A combinatorial embedding of $G$ is an array of vertices $v_1, \dots, v_n$, and a collection of $n$ doubly circularly linked lists $Adj(v_i)$, where list $Adj(v_i)$ contains the neighbors of $v_i$, ordered as they would appear going anticlockwise around $v_i$. Essentially, we have an adjacency list where the order of the vertices gives a rotation system for $G$.

A DCEL is a list of edges of $G$ and a table with 6 fields per oriented edge $e=uv$:

1. The head vertex $u$ of $e$,
2. The tail vertex $v$ of $e$,
3. The face left of $e$ (where `left' is relative to the orientation $u \to v$),
4. The face right of $e$,
5. A pointer $prev(uv)$ which points to the edge incident with $u$ that is anticlockwise from $uv$ around $u$,
6. A pointer $next(uv)$ which points to the edge incident with $v$ that is anticlockwise from $uv$ around $v$.

You can also use pairs of directed edges to represent each original edge of $G$ in the DCEL and keep the definitions otherwise much the same.

Answer 1

First, while we're building this structure, it's convenient to create the edges $uv$ in such a way that, given vertices $u$ and $v$, we can get pointers to edges $uv$ and $vu$ in $\mathcal O(1)$ time. This is not straightforward from the start because of the same searching-through-$\text{Adj}(u)$ problem. Here are two possible ways to do this as we're creating the edges:

• Have a hash table that maps pairs $(u,v)$ to edges.

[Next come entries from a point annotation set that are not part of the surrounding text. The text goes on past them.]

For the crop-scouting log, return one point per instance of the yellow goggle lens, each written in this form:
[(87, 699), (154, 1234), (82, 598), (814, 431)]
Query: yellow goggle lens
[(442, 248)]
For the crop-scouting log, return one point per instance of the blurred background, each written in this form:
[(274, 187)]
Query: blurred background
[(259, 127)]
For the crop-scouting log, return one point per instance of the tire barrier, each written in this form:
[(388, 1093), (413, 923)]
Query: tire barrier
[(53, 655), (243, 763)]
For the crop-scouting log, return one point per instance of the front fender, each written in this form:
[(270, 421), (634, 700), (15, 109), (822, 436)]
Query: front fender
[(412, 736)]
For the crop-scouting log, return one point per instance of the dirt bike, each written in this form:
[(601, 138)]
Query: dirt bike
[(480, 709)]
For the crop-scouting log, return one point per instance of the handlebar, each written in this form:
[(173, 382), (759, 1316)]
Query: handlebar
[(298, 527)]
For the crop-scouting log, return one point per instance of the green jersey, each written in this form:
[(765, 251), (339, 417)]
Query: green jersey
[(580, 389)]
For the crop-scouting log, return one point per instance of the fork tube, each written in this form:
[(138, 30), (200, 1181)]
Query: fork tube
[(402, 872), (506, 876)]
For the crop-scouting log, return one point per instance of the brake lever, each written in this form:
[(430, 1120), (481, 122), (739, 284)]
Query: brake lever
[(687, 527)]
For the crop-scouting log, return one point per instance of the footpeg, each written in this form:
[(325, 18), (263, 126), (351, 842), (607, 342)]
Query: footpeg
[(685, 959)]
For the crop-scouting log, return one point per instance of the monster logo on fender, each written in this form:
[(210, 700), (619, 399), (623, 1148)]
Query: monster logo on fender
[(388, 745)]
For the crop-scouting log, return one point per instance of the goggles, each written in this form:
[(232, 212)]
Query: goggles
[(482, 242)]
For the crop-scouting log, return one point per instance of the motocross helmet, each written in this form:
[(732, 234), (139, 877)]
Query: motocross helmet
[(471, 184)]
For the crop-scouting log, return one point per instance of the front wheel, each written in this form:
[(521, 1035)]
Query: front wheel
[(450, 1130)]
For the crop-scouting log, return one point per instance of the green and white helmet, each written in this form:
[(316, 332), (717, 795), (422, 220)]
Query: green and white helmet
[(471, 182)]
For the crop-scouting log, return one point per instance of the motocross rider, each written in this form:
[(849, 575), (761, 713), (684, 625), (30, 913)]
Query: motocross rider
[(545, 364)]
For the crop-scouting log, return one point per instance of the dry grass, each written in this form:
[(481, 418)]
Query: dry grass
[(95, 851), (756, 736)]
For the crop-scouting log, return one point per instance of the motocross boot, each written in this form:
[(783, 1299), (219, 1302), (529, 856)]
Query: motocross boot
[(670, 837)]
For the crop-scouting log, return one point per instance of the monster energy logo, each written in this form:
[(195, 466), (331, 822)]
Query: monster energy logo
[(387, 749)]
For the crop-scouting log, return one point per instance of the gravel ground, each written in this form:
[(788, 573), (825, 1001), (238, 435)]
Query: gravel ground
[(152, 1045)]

• Have an $n \times n$ adjacency matrix where each entry is either null or a pointer to the corresponding edge. A trick like this one can spare you from taking $\mathcal O(n^2)$ time just to initialize the matrix.

If this is done, then we can create $\text{next}(uv)$ pointers in $\mathcal O(n)$ time as follows:

1. Loop through all vertices $u$.

2. For each $u$, go through $\text{Adj}(u)$ in order; whenever $w$ is the next vertex after $v$ in this cyclic list, set $\text{next}(vu) \gets vw$ (and while we're at it, set $\text{prev}(vw) \gets vu$).

Step 2 takes $\mathcal O(\deg(u))$ time, so the whole thing is $\mathcal O(n)$ time total.